Orthohantavirus asamaense

Virus classification
- (unranked): Virus
- Realm: Riboviria
- Kingdom: Orthornavirae
- Phylum: Negarnaviricota
- Class: Bunyaviricetes
- Order: Elliovirales
- Family: Hantaviridae
- Genus: Orthohantavirus
- Species: Orthohantavirus asamaense
- Synonyms: Asama virus; Asama orthohantavirus;

= Asama virus =

Species of virus

Asama virus (ASAV) is a single-stranded, enveloped, segmented negative-sense RNA hantavirus. The hantavirus was isolated in Japan from Japanese shrew mole. Hantaviruses harbored by shrews are genetically closer to ASAV than to hantaviruses harbored by rodents. Host-switching may be evident in the future due to the viruses closeness to soricine shrew-borne hantaviruses. The detection of the ASAV was the first hantavirus found to be hosted by members of the family Talpidae, which includes shrew moles.
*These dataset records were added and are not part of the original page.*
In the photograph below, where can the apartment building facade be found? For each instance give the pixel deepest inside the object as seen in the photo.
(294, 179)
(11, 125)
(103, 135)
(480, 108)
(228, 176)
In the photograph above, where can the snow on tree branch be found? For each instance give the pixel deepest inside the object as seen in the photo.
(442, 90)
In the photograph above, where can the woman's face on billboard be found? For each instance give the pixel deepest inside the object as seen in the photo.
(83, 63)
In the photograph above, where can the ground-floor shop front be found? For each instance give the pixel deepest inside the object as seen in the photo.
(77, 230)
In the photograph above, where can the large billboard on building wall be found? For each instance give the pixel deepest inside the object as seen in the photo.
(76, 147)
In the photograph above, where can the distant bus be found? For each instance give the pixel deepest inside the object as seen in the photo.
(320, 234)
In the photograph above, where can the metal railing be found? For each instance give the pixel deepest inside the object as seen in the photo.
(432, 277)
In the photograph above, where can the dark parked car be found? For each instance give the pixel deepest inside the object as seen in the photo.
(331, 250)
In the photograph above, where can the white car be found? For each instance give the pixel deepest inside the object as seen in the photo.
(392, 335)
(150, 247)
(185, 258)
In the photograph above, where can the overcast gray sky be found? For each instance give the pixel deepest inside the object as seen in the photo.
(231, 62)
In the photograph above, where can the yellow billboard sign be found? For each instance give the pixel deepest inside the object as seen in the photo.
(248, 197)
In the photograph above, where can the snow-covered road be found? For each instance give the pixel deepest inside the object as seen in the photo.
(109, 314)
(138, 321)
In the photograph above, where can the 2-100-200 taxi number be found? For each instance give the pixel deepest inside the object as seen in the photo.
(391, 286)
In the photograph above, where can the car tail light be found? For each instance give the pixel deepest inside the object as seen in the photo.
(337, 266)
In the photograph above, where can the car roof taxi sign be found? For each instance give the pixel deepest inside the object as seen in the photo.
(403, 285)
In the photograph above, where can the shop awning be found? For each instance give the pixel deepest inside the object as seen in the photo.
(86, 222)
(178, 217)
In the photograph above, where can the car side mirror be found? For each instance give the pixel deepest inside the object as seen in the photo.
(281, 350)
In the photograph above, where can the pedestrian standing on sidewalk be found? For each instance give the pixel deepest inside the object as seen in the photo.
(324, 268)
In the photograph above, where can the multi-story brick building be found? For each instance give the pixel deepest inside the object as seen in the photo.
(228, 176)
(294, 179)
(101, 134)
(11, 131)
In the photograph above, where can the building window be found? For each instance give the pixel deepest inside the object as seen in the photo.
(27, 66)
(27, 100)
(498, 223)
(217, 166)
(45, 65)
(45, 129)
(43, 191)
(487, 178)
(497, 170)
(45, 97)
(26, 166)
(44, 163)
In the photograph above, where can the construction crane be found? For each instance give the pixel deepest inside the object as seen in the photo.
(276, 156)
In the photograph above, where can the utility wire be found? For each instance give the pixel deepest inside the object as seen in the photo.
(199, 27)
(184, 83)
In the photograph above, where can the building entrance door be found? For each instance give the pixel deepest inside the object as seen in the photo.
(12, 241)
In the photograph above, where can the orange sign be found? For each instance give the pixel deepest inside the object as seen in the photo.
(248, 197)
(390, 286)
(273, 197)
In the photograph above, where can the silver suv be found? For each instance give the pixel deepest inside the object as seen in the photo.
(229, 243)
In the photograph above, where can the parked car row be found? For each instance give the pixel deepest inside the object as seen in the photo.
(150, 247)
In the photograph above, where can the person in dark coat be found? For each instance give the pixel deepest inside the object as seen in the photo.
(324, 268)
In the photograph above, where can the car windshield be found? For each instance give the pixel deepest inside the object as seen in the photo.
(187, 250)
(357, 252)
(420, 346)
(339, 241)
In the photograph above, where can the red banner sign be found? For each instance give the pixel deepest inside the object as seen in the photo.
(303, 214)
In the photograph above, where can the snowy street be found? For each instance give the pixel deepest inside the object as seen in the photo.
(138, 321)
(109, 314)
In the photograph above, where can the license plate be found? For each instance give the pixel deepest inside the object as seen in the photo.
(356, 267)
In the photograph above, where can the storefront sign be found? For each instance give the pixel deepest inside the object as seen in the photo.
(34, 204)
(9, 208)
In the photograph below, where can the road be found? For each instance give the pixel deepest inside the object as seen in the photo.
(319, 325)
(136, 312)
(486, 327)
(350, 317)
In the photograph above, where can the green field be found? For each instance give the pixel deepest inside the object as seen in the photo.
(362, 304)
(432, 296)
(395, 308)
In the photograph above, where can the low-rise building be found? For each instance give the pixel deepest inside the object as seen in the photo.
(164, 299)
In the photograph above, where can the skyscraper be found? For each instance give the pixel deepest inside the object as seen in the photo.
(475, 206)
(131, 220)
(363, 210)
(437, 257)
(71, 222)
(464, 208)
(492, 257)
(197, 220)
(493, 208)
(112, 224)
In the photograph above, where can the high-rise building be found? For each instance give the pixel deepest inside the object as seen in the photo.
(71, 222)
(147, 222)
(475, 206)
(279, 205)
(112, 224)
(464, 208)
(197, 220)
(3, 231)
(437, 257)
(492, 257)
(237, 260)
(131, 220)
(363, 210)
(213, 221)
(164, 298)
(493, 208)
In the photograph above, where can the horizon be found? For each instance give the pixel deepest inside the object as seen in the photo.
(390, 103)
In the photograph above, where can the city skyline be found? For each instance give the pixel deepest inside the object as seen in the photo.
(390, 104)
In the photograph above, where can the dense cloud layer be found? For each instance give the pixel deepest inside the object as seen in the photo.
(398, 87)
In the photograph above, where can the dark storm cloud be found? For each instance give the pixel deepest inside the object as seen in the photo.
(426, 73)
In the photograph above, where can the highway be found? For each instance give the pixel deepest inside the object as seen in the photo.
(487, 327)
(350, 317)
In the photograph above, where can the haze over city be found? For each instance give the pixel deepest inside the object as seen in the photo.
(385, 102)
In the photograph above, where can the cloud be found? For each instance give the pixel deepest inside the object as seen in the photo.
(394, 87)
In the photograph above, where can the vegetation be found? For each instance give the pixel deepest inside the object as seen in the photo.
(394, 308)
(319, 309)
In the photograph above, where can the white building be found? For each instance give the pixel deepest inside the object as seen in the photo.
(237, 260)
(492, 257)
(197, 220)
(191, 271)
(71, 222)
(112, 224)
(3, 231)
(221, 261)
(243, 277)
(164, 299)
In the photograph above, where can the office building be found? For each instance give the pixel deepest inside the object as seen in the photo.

Thoughts on hantavirus evolutionary history has expanded due to the discovery of ASAV.

== Natural reservoir ==

Asama virus was isolated through RNA extracts from lung tissues of the Japanese shrew mole (Urotrichus talpoides), captured in Japan between February and April 2008. It is one of the first hantaviruses found in a mole.

== Virology ==
Asama virus is genetically closer to other hantaviruses harbored by shrews than by rodents. However, the nucleocapsid protein is similar to that of rodent and shrew-borne hantaviruses. Phylogenetic analyses positions it closest to soricine shrew-borne hantaviruses. This suggests a possible host-switching event in the distant past.

Asama virus is related to soricine shrew-borne hantaviruses that are found in North America, Europe, and Asia. This relation was discovered through phylogenetic analyses. The relationship between the two hantaviruses may suggest parallel evolution associated with cross-species transmission.